Assim, Pietro deixou a casa de Enzo decidido a colocar em prática o que Enzo lhe dissera sobre a situação que ele estava vivendo com Guilherme atualmente. Depois que ele saiu, Daniel perguntou a Enzo:

- Do que ele estava falando amor? Que conselhos você eu a ele?
- Amor... - disse Enzo incerto - Eu acho que não posso revelar isso por enquanto, então você vai ter que acreditar em mim quando eu digo que é uma situação um pouco complicada.
- Bem, eu acredito em você. Mas isso é tipo um segredo?
- Não é bem um segredo, mas é algo que envolve outra pessoa que ainda não me contou esse algo e por isso e não posso falar disso, porque tecnicamente eu não sei de nada ainda... - disse Enzo - Espera, isso fez sentido?
- Não muito - disse Daniel rindo - Mas tudo bem, eu vou entender que você vai falar sobre isso comigo somente daqui a algum tempo, certo?
- Certíssimo amor! - disse Enzo - Você é o melhor namorado! Lindo e inteligente!

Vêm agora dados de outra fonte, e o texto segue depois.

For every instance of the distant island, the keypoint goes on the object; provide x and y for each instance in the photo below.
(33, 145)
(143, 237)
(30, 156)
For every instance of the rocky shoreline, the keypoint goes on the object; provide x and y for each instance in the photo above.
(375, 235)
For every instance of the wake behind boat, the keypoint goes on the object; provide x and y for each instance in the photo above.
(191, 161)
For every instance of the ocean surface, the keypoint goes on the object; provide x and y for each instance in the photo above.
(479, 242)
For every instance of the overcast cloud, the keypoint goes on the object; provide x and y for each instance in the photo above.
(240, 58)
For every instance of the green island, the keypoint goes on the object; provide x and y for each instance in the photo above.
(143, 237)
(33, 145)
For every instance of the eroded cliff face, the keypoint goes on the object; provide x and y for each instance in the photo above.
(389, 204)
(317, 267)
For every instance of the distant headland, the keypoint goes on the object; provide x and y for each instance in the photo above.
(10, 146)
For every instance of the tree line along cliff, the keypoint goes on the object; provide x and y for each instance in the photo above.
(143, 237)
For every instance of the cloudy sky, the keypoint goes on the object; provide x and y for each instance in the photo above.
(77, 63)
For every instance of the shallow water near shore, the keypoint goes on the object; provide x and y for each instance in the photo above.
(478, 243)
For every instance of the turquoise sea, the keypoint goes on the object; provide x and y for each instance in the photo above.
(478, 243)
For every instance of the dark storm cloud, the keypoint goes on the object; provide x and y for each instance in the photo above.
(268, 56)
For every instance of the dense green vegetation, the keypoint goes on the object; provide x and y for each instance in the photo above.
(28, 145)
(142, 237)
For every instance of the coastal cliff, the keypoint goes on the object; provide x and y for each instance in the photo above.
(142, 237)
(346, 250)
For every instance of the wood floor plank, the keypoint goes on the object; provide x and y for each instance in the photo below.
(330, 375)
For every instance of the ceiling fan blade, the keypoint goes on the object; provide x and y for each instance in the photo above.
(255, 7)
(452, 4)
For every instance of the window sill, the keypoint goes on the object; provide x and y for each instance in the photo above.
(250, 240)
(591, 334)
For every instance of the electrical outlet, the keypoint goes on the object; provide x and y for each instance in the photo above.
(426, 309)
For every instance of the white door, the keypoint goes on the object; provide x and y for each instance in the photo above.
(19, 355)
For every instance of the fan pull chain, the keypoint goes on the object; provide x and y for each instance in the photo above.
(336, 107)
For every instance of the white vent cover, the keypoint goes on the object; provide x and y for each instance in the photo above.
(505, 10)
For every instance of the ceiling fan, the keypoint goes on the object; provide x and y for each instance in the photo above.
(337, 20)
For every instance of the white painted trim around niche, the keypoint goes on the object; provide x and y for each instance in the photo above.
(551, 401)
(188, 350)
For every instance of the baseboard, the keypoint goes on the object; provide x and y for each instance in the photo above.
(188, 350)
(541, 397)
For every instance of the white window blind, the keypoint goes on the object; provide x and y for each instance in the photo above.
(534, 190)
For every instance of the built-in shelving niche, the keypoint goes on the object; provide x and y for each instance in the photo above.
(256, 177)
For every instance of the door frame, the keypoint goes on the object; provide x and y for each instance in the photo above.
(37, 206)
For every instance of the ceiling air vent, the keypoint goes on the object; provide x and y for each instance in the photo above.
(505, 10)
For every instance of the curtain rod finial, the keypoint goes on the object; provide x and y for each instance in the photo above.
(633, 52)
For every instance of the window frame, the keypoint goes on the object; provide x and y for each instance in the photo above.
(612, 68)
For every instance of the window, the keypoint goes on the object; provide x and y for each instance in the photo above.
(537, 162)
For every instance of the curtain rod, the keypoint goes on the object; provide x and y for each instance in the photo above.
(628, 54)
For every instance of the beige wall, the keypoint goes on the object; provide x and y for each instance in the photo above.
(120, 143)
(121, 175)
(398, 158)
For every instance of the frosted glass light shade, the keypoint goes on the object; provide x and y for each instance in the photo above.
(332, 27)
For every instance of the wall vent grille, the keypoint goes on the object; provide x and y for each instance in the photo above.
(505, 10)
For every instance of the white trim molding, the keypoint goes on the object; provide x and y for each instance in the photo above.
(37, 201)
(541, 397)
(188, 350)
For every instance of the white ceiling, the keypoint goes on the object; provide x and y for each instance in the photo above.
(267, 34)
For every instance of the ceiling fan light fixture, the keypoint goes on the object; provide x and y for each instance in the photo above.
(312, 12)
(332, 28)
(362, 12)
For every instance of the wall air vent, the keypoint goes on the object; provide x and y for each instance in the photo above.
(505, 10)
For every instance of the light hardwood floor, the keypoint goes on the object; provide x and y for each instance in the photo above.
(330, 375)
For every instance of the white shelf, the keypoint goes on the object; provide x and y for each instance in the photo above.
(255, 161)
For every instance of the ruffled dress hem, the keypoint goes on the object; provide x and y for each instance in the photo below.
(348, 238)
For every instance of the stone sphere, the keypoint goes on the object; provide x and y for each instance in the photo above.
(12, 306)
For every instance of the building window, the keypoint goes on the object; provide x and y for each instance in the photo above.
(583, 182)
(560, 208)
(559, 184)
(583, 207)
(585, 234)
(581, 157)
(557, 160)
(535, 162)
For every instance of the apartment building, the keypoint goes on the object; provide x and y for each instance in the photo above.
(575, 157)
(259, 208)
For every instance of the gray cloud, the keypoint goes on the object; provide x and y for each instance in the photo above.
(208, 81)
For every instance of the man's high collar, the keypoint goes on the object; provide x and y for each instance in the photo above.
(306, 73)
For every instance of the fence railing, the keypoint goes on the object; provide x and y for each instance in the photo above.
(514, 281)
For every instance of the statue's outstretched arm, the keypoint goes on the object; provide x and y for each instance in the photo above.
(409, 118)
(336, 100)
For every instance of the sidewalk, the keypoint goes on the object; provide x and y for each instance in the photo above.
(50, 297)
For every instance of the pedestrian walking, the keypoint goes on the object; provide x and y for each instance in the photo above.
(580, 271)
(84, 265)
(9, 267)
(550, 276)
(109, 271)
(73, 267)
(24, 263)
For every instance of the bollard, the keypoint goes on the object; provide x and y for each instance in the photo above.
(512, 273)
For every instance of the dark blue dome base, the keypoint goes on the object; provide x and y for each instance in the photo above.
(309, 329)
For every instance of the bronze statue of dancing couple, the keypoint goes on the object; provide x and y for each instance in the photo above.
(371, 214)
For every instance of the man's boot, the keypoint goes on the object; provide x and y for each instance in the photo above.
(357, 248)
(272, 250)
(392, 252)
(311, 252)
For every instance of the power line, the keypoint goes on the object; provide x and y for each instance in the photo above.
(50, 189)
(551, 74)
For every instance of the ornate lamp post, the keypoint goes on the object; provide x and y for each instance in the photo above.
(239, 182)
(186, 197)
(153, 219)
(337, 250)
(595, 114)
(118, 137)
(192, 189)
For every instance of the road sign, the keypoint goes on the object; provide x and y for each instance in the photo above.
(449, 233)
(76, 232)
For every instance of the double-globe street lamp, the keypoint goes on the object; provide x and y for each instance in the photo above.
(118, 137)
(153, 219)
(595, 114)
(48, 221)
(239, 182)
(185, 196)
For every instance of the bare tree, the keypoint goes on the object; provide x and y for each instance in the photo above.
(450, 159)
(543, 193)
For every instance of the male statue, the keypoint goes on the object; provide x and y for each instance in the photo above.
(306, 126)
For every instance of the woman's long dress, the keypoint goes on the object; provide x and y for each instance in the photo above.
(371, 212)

Daniel ficou com Enzo até dez horas da noite e depois foi para casa. Depois que o namorado saiu, Enzo deitou e, enquanto lia um livro, refletia sobre o que Pietro havia lhe contado sobre Guilherme. De repente, uma pergunta veio em sua mente 'Desde quando Guilherme estava infectado com o vírus HIV?', a qual veio seguida de outra 'Se ele já estivesse com o vírus na época em que nós namoramos, então eu poderia ter contraído, já que nós chegamos a fazer sexo sem camisinha?'. Com esses pensamentos em mente, Enzo decidiu que no dia seguinte ele faria um teste para tirar a dúvida de sua cabeça e, pensando ainda mais no assunto, ele resolveu que convidaria Daniel para fazer isso com ele.
Dessa forma, quando Daniel apareceu no dia seguinte para visitá-lo, Enzo prontamente disse:

- Amor, eu quero que a gente faça um teste de HIV!
- Como assim amor? - disse Daniel perplexo - Por que esse desejo repentino de fazer um teste desse tipo? Tem algo errado amor?
- Não amor, fica tranquilo! Está tudo bem comigo! - assegurou o rapaz - Porém, eu já tive uma vida sexual antes de você e eu quero que nós fiquemos tranquilos em relação a isso, já que nós já iniciamos nossa vida sexual juntos! Eu li em uma revista que vários casais, principalmente em relações homoafetivas, fazem isso ao iniciar um relacionamento!
- Bem, se você realmente quer fazer isso, eu não vejo problemas! Mas nós estamos um pouco atrasados né? Já que a nossa relação não está no começo e nós inclusive já fizemos sexo - disse Daniel rindo.
- Você tem razão! - respondeu Enzo também rindo - Porém - ele adotou um tom mais sério - Eu realmente quero fazer isso, mesmo assim! Eu quero ficar tranquilo quanto a isso! Bem, eu quero que você faça comigo mais por que eu quero a sua companhia, mas você praticamente não teve vida sexual ativa até agora, então é mais por mim mesmo.
- Tudo bem amor! Se você quer, nós vamos fazer isso sim! - respondeu Daniel - Inclusive vamos marcar isso agora - disse ele tirando o notebook da mochila.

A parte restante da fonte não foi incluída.